English merchant and political activist

Samuel Ferrand Washington (born 1759, fl. 1790 – 1812) was an English merchant and a political activist.

==Life==
He was born in 1759 in a village called Walkeringham in the Nottinghamshire county of England. He was educated at a German university and went into commerce. He engaged in the hop trade and lived near Tonbridge, Kent.

During at least the later part of the American Revolution, he was living in New York city and joined a Loyalist Militia Regiment, the "Battalion of the Loyal Volunteers of New York. (May 1782)

After the American Revolution, he lived in Halifax, Nova Scotia. (Oct. 1784 - Nov. 1795)

At the outbreak of the French Revolution, he took up the cause of the Republicans. In 1795, he chaired several meetings in London aimed at petitioning the crown and parliament to make peace with France. Because of his views, he was expelled from the Surrey Troop of light horses. In 1806, he attacked Edmund Burke in a pamphlet entitled Remarks on Mr. Burke's Two Letters "on the Proposals for Peace with the Regicide Directory of France," censuring him for applying the term 'regicide' to the French Directory.

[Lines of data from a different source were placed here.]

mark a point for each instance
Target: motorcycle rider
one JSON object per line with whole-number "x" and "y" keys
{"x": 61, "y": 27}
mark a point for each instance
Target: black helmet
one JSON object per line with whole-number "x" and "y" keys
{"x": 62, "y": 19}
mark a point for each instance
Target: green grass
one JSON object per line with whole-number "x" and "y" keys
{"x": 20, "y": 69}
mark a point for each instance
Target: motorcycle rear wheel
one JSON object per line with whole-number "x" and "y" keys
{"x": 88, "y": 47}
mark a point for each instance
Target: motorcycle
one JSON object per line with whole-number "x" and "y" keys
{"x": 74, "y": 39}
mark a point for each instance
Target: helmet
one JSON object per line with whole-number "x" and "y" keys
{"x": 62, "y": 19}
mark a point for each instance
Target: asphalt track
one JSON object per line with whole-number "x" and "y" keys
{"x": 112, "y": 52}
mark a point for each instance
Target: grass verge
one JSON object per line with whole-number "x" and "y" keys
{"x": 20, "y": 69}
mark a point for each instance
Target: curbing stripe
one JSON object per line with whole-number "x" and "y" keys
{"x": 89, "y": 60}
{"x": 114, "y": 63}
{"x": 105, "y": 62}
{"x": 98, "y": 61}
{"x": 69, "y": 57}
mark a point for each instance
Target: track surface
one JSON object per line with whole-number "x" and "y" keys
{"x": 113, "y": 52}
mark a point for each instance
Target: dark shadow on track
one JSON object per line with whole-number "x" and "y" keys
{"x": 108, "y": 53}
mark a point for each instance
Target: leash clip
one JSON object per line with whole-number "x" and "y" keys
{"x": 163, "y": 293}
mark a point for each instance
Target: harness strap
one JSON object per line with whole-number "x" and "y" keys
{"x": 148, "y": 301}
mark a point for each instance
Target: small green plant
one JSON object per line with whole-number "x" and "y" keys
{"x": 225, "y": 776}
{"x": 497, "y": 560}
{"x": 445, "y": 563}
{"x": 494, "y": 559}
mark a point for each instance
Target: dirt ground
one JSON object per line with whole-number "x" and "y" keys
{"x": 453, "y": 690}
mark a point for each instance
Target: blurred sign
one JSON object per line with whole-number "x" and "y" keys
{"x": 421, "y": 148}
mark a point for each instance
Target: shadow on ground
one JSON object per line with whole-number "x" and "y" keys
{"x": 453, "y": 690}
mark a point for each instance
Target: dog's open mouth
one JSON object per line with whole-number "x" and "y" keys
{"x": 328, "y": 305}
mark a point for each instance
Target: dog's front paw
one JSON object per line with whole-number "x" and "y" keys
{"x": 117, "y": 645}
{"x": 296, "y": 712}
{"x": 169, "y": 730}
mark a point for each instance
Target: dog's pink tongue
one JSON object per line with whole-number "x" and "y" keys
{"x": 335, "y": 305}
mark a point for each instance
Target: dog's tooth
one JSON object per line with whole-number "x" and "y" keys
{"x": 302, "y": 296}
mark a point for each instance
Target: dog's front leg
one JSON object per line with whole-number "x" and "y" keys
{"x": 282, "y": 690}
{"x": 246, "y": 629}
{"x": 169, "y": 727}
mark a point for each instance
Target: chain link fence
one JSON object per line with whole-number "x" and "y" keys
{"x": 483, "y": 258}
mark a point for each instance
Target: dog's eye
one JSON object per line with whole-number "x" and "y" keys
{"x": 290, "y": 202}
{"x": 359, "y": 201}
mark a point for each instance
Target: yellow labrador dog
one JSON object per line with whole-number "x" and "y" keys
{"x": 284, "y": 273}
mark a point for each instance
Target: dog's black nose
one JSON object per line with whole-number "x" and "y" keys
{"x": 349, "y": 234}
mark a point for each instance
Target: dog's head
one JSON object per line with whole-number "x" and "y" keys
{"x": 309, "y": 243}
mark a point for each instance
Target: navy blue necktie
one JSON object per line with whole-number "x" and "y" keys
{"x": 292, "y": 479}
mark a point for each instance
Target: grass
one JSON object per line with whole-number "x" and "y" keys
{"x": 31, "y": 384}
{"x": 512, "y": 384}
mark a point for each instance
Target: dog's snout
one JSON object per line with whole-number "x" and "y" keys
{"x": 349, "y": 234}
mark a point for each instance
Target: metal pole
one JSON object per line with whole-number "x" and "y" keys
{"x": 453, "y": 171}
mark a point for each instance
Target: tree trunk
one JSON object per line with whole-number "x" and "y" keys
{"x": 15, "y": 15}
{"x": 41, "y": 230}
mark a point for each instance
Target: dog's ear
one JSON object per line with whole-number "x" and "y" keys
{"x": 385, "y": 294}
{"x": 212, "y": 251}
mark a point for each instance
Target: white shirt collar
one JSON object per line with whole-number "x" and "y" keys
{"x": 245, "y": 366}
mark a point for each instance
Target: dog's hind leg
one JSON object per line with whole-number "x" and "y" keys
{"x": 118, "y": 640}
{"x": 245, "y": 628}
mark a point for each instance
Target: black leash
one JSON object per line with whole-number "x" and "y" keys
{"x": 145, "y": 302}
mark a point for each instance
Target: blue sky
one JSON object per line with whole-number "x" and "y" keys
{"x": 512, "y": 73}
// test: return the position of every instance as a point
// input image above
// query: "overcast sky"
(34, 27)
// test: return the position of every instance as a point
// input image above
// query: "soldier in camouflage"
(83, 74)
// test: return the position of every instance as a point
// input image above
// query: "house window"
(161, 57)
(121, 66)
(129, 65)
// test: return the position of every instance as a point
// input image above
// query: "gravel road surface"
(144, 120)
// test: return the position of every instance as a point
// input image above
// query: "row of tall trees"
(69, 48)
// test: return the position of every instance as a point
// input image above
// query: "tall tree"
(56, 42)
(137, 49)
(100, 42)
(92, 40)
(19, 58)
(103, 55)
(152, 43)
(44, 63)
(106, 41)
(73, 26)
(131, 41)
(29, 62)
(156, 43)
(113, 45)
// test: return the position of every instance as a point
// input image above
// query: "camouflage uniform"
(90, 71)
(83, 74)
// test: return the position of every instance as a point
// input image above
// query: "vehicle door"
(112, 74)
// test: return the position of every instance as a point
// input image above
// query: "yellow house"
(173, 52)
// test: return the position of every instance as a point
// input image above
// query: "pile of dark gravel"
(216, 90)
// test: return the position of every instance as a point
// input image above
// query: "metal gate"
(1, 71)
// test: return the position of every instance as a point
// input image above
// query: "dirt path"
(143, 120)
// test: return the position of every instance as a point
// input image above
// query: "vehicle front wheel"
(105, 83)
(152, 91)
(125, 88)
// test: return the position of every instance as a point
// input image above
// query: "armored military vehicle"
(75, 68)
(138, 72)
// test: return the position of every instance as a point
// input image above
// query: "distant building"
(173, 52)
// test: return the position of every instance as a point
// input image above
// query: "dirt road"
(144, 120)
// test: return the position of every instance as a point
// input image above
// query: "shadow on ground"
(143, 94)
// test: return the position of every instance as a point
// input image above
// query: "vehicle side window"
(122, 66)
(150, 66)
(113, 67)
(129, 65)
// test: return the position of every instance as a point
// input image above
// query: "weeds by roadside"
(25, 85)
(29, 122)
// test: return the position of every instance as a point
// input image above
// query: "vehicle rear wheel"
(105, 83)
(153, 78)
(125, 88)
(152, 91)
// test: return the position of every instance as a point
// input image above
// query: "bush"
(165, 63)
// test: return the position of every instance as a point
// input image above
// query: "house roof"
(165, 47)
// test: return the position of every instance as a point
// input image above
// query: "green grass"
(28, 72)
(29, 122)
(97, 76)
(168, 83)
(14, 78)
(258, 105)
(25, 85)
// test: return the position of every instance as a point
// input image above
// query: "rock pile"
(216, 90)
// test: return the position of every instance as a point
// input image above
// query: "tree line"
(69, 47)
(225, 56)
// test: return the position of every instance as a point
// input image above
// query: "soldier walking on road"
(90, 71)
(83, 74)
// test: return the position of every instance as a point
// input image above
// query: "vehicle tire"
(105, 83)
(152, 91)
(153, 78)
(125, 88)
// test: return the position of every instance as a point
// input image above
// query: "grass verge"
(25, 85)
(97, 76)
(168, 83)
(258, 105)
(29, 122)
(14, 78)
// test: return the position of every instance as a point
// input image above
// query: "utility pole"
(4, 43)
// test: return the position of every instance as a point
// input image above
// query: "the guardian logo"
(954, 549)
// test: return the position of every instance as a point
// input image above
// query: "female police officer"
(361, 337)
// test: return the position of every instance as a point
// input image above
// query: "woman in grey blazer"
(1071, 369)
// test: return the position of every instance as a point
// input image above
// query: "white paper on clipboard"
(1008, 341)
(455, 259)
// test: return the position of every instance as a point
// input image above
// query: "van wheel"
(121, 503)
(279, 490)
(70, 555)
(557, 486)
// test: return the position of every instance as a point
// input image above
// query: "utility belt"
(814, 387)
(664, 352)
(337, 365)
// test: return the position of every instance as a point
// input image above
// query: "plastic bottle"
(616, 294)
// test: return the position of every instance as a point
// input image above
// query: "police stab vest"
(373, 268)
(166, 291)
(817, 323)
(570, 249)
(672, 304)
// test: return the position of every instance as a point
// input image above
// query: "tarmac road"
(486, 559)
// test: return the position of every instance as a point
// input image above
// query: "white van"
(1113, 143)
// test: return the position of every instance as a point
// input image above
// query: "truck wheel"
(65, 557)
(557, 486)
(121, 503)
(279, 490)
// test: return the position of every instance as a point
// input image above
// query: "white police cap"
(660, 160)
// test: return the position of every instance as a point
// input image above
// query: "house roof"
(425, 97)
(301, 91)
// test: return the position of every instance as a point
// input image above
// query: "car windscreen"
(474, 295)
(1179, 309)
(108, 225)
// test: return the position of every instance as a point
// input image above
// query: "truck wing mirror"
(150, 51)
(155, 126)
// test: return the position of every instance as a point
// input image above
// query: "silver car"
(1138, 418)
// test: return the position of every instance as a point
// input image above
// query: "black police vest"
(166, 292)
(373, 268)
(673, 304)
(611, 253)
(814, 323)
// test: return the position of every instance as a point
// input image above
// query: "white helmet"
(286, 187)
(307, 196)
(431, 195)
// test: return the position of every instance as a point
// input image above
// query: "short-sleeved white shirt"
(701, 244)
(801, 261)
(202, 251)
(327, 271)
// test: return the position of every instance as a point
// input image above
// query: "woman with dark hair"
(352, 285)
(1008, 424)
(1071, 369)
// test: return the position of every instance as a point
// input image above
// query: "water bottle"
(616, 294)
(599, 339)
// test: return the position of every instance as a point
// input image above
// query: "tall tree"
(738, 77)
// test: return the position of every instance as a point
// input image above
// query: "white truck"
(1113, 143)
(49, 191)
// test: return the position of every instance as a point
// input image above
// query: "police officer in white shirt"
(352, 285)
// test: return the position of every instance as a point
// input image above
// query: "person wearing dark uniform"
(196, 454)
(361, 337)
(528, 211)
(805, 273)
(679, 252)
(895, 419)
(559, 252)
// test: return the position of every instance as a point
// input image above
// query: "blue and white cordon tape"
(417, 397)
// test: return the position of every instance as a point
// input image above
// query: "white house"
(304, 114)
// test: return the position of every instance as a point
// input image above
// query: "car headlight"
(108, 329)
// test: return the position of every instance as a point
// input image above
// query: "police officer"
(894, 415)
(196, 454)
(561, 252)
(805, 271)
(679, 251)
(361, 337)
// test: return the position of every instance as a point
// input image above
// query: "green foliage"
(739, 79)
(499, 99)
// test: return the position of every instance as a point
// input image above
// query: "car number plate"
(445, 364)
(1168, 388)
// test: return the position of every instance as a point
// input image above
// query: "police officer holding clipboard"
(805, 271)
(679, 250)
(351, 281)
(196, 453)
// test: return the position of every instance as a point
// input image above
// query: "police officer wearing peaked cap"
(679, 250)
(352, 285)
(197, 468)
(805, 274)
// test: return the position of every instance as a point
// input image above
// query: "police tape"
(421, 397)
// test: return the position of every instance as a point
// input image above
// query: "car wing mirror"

In 1800, he was brought to trial for forestalling hops, having purchased a large number of hop-grounds to control the price of their production. He was found guilty, fined £500, and sentenced to one month's imprisonment. He continued to live in Kent, and in the borough of Southwark until 1812. The date of his death is uncertain.

==Works==
- Remarks on Mr. Burke's Two Letters "on the Proposals for Peace with the Regicide Directory of France," London, 1806
- The Metaphysic of Man, a translation from the German of J. C. Goldbeck, London, 1806
- Letter to Thomas Erskine on the Subject of Forestalling Hops, London, 1799
- An Appeal to British Hop Planters, London, 1805
- The Critical Moment, London, 1805
- Three Letters to that Greatest of Political Apostates George Tierney, London, 1806
- A Letter to the Lord Mayor on Matters of the highest Importance to a Free People, London, 1810
- The Oriental Exposition, presenting to the United Kingdom an open Trade to India and China, London, 1811
- A Key to a Delicate Investigation, London, 1812, published as "Esculapius".
- An Address to the People of the United Kingdom, London, 1812, published as Algernon Sydney.